Supermarkets hold a wonderful key to making healthy food more popular quickly. They need to adjust their profit margin policy to give healthy products a fair chance.

The gap between the prices of unhealthy and healthy food is a complex problem with deep-seated causes. Recent research by Hanna Verboom for the Healthy Generation sheds light on this issue.

She mainly mentions the raw materials. Nutritious crops such as legumes and vegetables have a lower yield than, for example, sugar beets, which results in higher costs. However, this can only explain part of the price difference, only 20 to 25 percent.

Another significant factor is the cost of making healthy composite foods based on nutritious raw materials. These products still have a smaller sales market, which means they are produced in smaller quantities, which leads to higher costs. 

The third and much underestimated reason for the price difference lies in the profit margins of Dutch service supermarkets, which are traditionally based on a percentage of the final price on the shelf. When a healthy product ends up on the shelf for twice as much as an unhealthy alternative, the retailer profits twice as much.

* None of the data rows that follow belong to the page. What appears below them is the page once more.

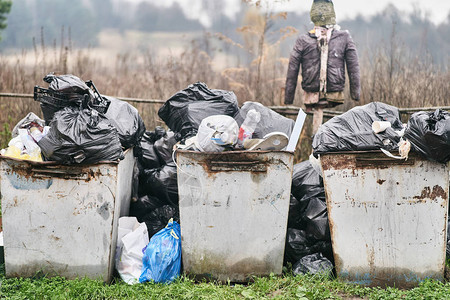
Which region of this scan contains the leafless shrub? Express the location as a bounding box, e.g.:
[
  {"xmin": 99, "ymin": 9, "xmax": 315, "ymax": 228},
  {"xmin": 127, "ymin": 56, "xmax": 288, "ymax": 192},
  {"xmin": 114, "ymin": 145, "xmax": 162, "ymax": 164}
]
[{"xmin": 0, "ymin": 17, "xmax": 448, "ymax": 151}]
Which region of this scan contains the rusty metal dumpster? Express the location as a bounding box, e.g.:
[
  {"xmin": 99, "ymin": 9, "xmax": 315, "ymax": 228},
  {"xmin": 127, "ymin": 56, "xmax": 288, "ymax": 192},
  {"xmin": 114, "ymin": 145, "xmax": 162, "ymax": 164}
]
[
  {"xmin": 0, "ymin": 149, "xmax": 135, "ymax": 282},
  {"xmin": 321, "ymin": 151, "xmax": 449, "ymax": 288},
  {"xmin": 176, "ymin": 150, "xmax": 294, "ymax": 282}
]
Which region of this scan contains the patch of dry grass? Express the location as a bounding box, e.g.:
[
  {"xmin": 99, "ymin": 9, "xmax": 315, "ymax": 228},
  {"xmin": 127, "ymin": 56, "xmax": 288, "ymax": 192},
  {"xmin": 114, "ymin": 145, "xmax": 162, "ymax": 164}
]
[{"xmin": 0, "ymin": 27, "xmax": 448, "ymax": 152}]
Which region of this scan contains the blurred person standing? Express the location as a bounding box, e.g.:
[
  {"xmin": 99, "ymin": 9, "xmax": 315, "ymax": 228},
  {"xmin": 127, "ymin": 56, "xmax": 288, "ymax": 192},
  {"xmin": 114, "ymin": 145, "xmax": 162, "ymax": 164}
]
[{"xmin": 284, "ymin": 0, "xmax": 360, "ymax": 134}]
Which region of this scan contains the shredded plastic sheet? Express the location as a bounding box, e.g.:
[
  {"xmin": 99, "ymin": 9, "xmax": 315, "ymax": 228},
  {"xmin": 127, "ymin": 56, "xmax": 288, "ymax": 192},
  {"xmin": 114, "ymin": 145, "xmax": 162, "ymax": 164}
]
[{"xmin": 380, "ymin": 139, "xmax": 411, "ymax": 160}]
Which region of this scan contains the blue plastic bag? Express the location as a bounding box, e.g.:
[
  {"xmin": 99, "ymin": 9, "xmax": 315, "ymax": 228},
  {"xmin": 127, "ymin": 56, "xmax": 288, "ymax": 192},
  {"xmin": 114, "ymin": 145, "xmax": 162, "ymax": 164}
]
[{"xmin": 139, "ymin": 219, "xmax": 182, "ymax": 284}]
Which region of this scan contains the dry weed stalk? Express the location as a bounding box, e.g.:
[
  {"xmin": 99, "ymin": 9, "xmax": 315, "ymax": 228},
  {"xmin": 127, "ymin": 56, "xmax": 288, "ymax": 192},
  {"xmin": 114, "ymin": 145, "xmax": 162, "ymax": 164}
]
[{"xmin": 0, "ymin": 18, "xmax": 449, "ymax": 148}]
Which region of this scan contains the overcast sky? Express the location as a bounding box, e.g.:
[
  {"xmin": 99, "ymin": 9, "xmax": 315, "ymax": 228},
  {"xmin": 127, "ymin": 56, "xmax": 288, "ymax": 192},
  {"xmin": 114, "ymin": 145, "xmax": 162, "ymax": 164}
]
[{"xmin": 131, "ymin": 0, "xmax": 450, "ymax": 27}]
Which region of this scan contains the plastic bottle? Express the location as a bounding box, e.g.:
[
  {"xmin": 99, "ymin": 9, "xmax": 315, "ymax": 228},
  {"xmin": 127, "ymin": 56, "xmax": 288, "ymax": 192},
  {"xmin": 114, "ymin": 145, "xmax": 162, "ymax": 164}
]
[{"xmin": 237, "ymin": 109, "xmax": 261, "ymax": 147}]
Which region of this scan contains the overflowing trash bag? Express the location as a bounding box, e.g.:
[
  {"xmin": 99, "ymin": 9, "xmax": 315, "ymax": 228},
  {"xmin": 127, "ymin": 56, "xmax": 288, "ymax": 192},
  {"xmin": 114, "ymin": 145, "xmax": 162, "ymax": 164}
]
[
  {"xmin": 285, "ymin": 159, "xmax": 333, "ymax": 270},
  {"xmin": 291, "ymin": 161, "xmax": 325, "ymax": 209},
  {"xmin": 195, "ymin": 115, "xmax": 239, "ymax": 152},
  {"xmin": 234, "ymin": 101, "xmax": 295, "ymax": 139},
  {"xmin": 135, "ymin": 127, "xmax": 167, "ymax": 169},
  {"xmin": 158, "ymin": 82, "xmax": 239, "ymax": 138},
  {"xmin": 288, "ymin": 195, "xmax": 306, "ymax": 229},
  {"xmin": 290, "ymin": 161, "xmax": 329, "ymax": 240},
  {"xmin": 303, "ymin": 198, "xmax": 329, "ymax": 241},
  {"xmin": 140, "ymin": 205, "xmax": 180, "ymax": 240},
  {"xmin": 45, "ymin": 73, "xmax": 91, "ymax": 94},
  {"xmin": 140, "ymin": 163, "xmax": 179, "ymax": 207},
  {"xmin": 132, "ymin": 126, "xmax": 180, "ymax": 241},
  {"xmin": 292, "ymin": 253, "xmax": 333, "ymax": 276},
  {"xmin": 11, "ymin": 112, "xmax": 45, "ymax": 138},
  {"xmin": 284, "ymin": 228, "xmax": 332, "ymax": 264},
  {"xmin": 139, "ymin": 219, "xmax": 182, "ymax": 284},
  {"xmin": 312, "ymin": 102, "xmax": 404, "ymax": 155},
  {"xmin": 447, "ymin": 216, "xmax": 450, "ymax": 260},
  {"xmin": 0, "ymin": 112, "xmax": 50, "ymax": 162},
  {"xmin": 104, "ymin": 96, "xmax": 145, "ymax": 149},
  {"xmin": 404, "ymin": 109, "xmax": 450, "ymax": 163},
  {"xmin": 34, "ymin": 74, "xmax": 110, "ymax": 125},
  {"xmin": 129, "ymin": 195, "xmax": 168, "ymax": 220},
  {"xmin": 38, "ymin": 107, "xmax": 124, "ymax": 164},
  {"xmin": 154, "ymin": 131, "xmax": 179, "ymax": 164}
]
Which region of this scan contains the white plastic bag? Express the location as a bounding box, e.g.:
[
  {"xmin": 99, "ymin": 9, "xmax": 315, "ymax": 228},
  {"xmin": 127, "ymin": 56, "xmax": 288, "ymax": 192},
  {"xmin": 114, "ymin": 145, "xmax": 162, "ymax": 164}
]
[
  {"xmin": 115, "ymin": 217, "xmax": 149, "ymax": 285},
  {"xmin": 195, "ymin": 115, "xmax": 239, "ymax": 152}
]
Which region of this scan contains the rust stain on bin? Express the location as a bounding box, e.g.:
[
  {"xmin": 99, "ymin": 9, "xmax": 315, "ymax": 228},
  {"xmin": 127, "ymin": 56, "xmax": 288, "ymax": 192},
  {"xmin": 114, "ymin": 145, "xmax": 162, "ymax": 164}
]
[
  {"xmin": 413, "ymin": 185, "xmax": 447, "ymax": 201},
  {"xmin": 1, "ymin": 157, "xmax": 106, "ymax": 182},
  {"xmin": 182, "ymin": 151, "xmax": 275, "ymax": 175}
]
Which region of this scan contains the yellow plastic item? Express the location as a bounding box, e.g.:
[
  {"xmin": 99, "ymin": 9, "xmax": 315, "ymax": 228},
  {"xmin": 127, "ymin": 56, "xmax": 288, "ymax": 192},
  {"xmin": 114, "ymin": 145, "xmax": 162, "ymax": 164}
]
[{"xmin": 2, "ymin": 145, "xmax": 43, "ymax": 162}]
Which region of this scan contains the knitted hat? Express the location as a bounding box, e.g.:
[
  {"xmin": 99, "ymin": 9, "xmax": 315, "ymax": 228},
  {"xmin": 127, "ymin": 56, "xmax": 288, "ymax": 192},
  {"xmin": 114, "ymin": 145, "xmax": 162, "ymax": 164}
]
[{"xmin": 310, "ymin": 0, "xmax": 336, "ymax": 27}]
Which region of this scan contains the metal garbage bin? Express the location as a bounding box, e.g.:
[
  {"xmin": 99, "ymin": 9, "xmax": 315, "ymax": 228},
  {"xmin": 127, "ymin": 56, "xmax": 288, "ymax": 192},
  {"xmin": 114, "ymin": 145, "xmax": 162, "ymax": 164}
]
[
  {"xmin": 177, "ymin": 150, "xmax": 294, "ymax": 282},
  {"xmin": 0, "ymin": 149, "xmax": 135, "ymax": 282},
  {"xmin": 321, "ymin": 151, "xmax": 449, "ymax": 288}
]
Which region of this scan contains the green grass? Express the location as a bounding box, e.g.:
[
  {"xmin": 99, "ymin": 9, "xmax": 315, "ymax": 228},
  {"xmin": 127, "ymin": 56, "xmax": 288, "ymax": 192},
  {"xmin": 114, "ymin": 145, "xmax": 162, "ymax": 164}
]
[{"xmin": 1, "ymin": 264, "xmax": 450, "ymax": 300}]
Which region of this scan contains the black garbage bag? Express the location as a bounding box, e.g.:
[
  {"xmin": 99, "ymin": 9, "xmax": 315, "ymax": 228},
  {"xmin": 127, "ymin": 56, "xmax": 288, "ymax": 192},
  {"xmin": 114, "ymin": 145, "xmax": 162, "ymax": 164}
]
[
  {"xmin": 129, "ymin": 195, "xmax": 168, "ymax": 221},
  {"xmin": 234, "ymin": 101, "xmax": 295, "ymax": 139},
  {"xmin": 447, "ymin": 240, "xmax": 450, "ymax": 260},
  {"xmin": 303, "ymin": 198, "xmax": 330, "ymax": 241},
  {"xmin": 35, "ymin": 74, "xmax": 110, "ymax": 125},
  {"xmin": 404, "ymin": 109, "xmax": 450, "ymax": 163},
  {"xmin": 103, "ymin": 96, "xmax": 146, "ymax": 149},
  {"xmin": 291, "ymin": 161, "xmax": 325, "ymax": 205},
  {"xmin": 135, "ymin": 127, "xmax": 167, "ymax": 170},
  {"xmin": 38, "ymin": 107, "xmax": 124, "ymax": 164},
  {"xmin": 289, "ymin": 161, "xmax": 329, "ymax": 240},
  {"xmin": 131, "ymin": 161, "xmax": 140, "ymax": 202},
  {"xmin": 143, "ymin": 205, "xmax": 180, "ymax": 239},
  {"xmin": 158, "ymin": 82, "xmax": 240, "ymax": 138},
  {"xmin": 44, "ymin": 73, "xmax": 91, "ymax": 95},
  {"xmin": 288, "ymin": 195, "xmax": 307, "ymax": 229},
  {"xmin": 141, "ymin": 163, "xmax": 178, "ymax": 207},
  {"xmin": 154, "ymin": 131, "xmax": 179, "ymax": 165},
  {"xmin": 37, "ymin": 74, "xmax": 91, "ymax": 124},
  {"xmin": 447, "ymin": 217, "xmax": 450, "ymax": 259},
  {"xmin": 292, "ymin": 253, "xmax": 333, "ymax": 276},
  {"xmin": 312, "ymin": 102, "xmax": 404, "ymax": 155},
  {"xmin": 284, "ymin": 228, "xmax": 332, "ymax": 264}
]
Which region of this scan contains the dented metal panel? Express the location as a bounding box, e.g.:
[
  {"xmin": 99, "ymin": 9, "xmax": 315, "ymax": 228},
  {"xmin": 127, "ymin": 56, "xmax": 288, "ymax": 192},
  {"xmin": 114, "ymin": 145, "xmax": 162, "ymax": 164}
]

In order to increase the accessibility of healthy food for everyone, supermarkets should seriously consider adjusting their profit margin policy. They should calculate in real cents and not in percentages. The price difference will then be reduced by as much as a third, sales will increase, and the production costs for ‘healthy food’ will also decrease. Equalizing the cent margin would be a tangible way to fulfill their promise to bring healthy food within reach for everyone."